Monday, November 4, 2019

Russia has Its Own Catalonias, Richer Russian Regions that Don’t Want to Aid Others and May Be First to Leave, Krymsky Says


Paul Goble

            Staunton, October 30 – Many assume that if the Russian Federation disintegrates, those rushing to the exits first will be the non-Russian republics or the most impoverished Russian oblasts and krays; but Vlad Krymsky argues that those most interested in leaving may be the wealthier Russian regions which don’t want to aid the poorer neighbors.

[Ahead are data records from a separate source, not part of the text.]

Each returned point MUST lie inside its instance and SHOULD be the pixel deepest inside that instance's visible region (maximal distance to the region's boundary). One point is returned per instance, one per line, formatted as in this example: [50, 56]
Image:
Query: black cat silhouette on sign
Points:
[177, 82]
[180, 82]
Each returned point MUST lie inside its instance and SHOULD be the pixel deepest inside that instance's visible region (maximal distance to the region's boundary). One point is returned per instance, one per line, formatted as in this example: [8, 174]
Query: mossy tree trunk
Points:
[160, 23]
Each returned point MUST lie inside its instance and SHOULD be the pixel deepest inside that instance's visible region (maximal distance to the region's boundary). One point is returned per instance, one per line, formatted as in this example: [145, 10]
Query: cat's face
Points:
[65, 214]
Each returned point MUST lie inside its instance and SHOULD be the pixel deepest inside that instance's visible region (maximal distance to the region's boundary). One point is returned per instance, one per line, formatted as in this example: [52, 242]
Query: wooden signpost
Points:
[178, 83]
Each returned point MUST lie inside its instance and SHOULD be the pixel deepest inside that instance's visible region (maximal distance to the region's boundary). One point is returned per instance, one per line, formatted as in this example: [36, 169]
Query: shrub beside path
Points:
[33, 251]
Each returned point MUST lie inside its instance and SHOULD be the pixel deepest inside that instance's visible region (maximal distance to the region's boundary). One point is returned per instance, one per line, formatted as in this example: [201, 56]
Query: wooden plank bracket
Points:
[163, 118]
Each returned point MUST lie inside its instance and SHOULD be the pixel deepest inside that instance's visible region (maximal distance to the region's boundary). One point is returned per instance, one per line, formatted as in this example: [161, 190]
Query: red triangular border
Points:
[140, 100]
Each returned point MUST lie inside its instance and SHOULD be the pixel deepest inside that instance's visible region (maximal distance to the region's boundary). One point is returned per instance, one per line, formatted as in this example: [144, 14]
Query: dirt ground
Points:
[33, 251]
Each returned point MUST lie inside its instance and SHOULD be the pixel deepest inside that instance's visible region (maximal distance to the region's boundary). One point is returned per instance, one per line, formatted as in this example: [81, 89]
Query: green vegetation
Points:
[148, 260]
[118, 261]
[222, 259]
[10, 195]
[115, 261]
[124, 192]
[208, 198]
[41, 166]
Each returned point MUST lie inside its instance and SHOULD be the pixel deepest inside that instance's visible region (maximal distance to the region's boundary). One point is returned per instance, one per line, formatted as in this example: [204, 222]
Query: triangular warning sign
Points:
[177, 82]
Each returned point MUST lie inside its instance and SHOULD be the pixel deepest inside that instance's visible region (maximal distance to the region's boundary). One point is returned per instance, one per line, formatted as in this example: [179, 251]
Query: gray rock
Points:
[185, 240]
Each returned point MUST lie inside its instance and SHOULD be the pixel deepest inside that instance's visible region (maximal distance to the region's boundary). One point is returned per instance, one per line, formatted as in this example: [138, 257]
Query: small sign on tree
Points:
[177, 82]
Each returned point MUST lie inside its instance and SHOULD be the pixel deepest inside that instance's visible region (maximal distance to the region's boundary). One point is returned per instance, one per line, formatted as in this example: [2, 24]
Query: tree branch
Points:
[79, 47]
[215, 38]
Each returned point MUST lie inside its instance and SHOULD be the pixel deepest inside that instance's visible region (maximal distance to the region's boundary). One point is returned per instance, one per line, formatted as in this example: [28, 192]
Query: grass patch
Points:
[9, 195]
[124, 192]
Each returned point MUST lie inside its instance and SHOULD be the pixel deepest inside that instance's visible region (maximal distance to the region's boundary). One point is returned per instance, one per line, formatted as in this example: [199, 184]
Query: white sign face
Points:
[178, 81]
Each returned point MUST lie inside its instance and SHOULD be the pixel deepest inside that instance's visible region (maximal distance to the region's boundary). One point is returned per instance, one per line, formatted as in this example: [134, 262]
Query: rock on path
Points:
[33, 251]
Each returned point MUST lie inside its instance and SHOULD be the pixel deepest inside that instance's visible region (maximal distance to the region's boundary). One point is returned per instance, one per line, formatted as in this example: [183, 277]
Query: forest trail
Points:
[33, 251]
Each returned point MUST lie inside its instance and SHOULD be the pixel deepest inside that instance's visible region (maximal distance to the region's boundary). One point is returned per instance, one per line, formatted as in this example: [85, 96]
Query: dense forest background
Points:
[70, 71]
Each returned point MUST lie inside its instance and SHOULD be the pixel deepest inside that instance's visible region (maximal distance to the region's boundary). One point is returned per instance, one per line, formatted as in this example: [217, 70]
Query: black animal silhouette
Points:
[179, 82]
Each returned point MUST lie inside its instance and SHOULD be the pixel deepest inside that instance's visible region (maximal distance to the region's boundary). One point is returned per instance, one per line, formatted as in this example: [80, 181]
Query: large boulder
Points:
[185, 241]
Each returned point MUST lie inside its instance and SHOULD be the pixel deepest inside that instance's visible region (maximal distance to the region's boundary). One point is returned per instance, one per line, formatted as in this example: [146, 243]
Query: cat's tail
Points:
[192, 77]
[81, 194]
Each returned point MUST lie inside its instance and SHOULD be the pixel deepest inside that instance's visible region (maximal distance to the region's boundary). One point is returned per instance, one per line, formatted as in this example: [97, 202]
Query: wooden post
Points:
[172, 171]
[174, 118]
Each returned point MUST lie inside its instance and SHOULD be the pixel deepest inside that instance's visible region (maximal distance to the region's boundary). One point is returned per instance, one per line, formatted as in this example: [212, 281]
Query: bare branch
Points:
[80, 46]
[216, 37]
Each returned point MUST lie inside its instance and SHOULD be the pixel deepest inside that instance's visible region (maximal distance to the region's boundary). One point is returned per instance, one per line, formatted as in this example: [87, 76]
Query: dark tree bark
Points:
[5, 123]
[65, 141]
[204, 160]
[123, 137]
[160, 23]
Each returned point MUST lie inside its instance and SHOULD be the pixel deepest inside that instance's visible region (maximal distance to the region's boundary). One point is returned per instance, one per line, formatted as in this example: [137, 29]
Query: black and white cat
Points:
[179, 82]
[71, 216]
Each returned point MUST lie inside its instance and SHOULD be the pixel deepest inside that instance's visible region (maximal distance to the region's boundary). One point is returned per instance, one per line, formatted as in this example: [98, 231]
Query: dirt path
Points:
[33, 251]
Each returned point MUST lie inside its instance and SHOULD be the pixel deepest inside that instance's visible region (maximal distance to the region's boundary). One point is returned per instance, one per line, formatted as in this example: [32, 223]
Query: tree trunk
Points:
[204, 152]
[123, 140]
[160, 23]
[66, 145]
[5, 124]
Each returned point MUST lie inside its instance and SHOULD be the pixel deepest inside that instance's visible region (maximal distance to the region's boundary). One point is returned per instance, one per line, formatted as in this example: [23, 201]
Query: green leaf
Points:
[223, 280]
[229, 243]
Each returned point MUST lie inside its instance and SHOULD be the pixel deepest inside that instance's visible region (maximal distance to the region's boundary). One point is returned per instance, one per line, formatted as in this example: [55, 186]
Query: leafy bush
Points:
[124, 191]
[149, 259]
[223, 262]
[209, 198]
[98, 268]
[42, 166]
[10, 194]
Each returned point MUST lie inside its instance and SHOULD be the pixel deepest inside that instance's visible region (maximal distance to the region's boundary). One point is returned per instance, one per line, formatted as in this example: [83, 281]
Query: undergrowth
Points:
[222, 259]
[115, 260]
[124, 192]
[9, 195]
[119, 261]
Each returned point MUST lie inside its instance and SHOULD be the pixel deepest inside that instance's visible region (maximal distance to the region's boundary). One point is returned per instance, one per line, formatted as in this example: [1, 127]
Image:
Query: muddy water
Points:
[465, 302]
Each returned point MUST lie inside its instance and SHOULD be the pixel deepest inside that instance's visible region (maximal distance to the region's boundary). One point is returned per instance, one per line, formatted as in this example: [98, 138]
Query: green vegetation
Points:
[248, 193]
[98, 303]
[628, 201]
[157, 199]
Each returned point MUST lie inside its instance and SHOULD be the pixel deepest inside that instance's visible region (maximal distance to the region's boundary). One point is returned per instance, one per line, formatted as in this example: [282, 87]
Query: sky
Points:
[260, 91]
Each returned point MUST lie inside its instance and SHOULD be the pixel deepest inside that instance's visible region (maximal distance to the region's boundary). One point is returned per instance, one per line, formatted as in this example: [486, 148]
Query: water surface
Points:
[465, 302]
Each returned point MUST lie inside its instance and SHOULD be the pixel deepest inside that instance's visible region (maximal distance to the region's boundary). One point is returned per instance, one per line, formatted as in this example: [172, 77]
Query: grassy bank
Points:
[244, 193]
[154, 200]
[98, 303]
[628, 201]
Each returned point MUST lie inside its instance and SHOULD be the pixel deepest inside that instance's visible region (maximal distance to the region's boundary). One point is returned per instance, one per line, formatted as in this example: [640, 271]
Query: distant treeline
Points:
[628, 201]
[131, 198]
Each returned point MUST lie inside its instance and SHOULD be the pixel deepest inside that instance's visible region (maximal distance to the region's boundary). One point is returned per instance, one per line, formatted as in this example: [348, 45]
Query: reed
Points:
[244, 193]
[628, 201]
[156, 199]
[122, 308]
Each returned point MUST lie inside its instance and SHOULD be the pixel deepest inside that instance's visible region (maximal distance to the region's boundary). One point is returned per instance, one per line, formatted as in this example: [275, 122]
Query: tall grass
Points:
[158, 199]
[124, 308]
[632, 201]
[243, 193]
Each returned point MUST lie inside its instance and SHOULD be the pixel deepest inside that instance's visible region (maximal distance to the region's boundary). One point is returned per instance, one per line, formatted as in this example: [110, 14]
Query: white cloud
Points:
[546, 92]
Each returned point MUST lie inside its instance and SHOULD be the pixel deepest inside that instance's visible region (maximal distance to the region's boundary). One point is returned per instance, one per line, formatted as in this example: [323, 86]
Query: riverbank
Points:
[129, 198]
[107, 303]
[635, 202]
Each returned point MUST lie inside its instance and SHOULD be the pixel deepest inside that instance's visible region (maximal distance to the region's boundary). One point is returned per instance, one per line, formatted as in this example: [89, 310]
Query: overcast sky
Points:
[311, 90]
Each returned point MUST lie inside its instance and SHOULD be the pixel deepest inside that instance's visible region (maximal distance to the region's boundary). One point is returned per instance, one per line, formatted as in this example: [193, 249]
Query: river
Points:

            Catalonia in Spain and the Northern Alliance in Italy are examples elsewhere in which wealthier regions “do not wish to feed” the poorer provinces, the Russian commentator says. And at the end of Soviet times, some Russian regions tried to leave because they didn’t want to help others (versia.ru/razval-rossii-osushhestvyat-po-granice-bednosti-i-bogatstva).

                It would be a mistake to think that “all this is in the past,” Krymsky says. “Russia today has its own Catalonia – and more than one in fact.”  Russians need to think about this even though the disintegration of the USSR is so recent at least in part because in the West such possibilities have been discussed more or less constantly for decades.

            The Western experts who have done so have routinely suggested that the possible disintegration of Russia or of other countries will be the result of the actions of “rich and self-sufficient regions [that] do not want to share” their wealth with their poorer ones.  And if that happens, “the Federation will then fall apart.”

            There is a foundation for such projections, the commentator continues. There are 12 regions which do not receive subsidies from the center and three more that do but could easily get by without them. Only three of them have thought about self-determination, Tatarstan, Bashkortostan and Sverdlovsk Oblast, the last being an ethnic Russian region.

            The number of the latter could rise, Krymsky says; and similar processes could occur in the former Soviet republics, possibly promoted by Russia for its own interests. Those who say such things will “never” happen need to pay closer attention to what is happening in western Europe and recognize that similar things could occur closer to home.